How furtunate...
That they will now undoubtedly be able to lodge a substantial insurance claim and replace the kit before their main competitor Everything Everywhere get their shiny new upgrades from Huawei...
O2's ongoing outage was down to a well-organised theft of networking kit, which engineers are struggling to replace while promising to connect customers by close of play. O2 customers in North and East London, Sussex and Kent are still without service following a break-in at one of the operator's unmanned sites. While clearly …
You need to look east of the EU-ex-CIS border towards the region where "engineering language" contains a lot of "p*zda" and "huj" for where the kit went.
That is more or less the only place it goes in cases like this.
They have the need for the kit and the _ABILITY_ to run it without support contract. The vendor software license police and vendor support contracts which _ALL_ UK (and EU) telecoms operators take makes using stolen proper telco kit practically impossible.

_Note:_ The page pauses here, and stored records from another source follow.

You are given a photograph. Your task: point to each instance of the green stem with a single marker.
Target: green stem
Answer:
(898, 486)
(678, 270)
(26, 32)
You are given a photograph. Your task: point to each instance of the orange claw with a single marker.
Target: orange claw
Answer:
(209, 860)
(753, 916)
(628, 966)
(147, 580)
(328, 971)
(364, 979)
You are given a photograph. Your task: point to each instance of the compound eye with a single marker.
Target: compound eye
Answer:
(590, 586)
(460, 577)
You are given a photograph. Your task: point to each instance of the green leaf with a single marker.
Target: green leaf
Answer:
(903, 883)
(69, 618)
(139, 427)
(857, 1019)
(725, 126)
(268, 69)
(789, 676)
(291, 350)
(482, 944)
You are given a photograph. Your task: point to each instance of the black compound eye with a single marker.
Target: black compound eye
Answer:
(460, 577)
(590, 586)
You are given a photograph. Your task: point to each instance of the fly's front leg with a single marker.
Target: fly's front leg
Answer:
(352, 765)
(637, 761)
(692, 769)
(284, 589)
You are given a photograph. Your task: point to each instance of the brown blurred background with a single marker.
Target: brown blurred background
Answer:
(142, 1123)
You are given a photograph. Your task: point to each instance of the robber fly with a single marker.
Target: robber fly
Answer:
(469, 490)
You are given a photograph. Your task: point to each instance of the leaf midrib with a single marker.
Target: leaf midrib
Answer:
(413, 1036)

That is also why kit stolen this way usually goes East instead of going LatAm or Africa as that is the only place where they have enough qualified people who do not work for a vendor, do not care where the kit came from and can run it and even modify it if necessary.
Anon. For obvious reasons.
All the victims in these thefts have a vested interest in making it appear that they were turned over by master criminals or specialists, as this (somehow) reduces the burden of blame on them for having lax security and no failover/backup system.
However, it's just as likely that the stuff was nicked by a casual thief with a hookey transit and a crow-bar, and the "swag" will end up on eBay or down the scrappy for the however-many pounds per ton that gash electronics fetches these days. Obviously that doesn't put the £billion telco in such a good light, when anyone can break into their critical network hubs and knock their services offline for a considerable period.
Presumably if this had happened during Obama's visit next week it would be counted as a terrorist atrocity, or the conspiracy nuts would be having a field day with it. Maybe they still will?
I remember a spate of similar thefts of Sun kit around the year 2000. The wrong-uns would steal the processor/memory and I/O boards from running E3500/4500/6500 systems - as there were no machine readable serial numbers inside, they could be used in any unpopulated system chassis. I'm guessing there were plenty of empty base units sold in the target territories. The advanced version, used in one particularly large heist, was to leave just enough hardware that the system would reboot and come up, but with little capacity.
I'd be interested to know the make and generation of kit which disappeared here. Still, I supposed it makes a change from the trains being late because the copper in the signalling system was stolen.
I was on the site last week and the targeted piece of kit takes 6months to be custom made.. The buyers will likely be from Russia and the Kit will be used to steal identities and hack into UK mainframes. These sites have 1 engineer and they are unmarked "unknown" sites. Security is very lapse considering the £billions of technical equipment on site and the £100'smillions of cost of downtime.
Someone mentioned obama and terrorism, forget obama, surely this is a form of terrorism anyway as the theft and vandalism impacts so many people? Maybe if the government would "man up" and treat crimes like these appropriately rather than giving it to the local CID Detective Sergeant to add to his long list of burglaries (as happened in the Vodafone incident, still no arrests) the punishment would fit the crime and the turds responsible would actually get nicked and serve some appropriate time..
(Fail because that's what I think of almost 3 months since the Vodafone break in and no arrests to speak of)
Not in the industry, but my understanding was that remote mobile locations had monitored alarms and even cctv. Obviously pretty slack on the security. How long did it take to notice??? Were they asleep at the network operations centre?
Seems to be a lot of basic unanswered questions here, and the O2 pr department has put a bit of spin on it to deflect this.
It seems suprising that O2 (and presumably others) don't have an emergency roaming agreement with other operators for this sort of problem. Maybe it's a capacity problem, but surely the another operators could take the O2 load between them in return for some cash. I imagine it could even be transparent to end-users in the way Three phones use Orange when there is no Three coverage, yet the phone still shows the operator as Three.
SIMs have a so-called "prohibited network list". The original idea was to make sure that mobiles from other networks in the same country do not eat your signalling capacity by trying to sign up to your network.
In any case, all SIMs from Voda, O2 have each other and Orange as prohibited. You cannot make these roam without replacing the SIM or editing the list which on most phones cannot be done over the air. I do not know where does TOrange stand on that (been a while since I have done GSM). 3 probably does not have a list or it has only some of other operators as it has to roam onto 2G sometimes.
As far as mandatory roaming that is a jolly good idea. However every time this has been put in front of OfCom it has gotten nowhere. The underlying reason is that mandatory roaming implies interconnect tariffs which make calling any network or data from/to any network equal. This will give a non-discriminatory position to any new entrant. They can start with partial coverage and if the roaming is mandatory and non-discriminatory they can operate an offering. That is simply not going to happen and the mobiles have a point there because they used to have coverage covenants on their license.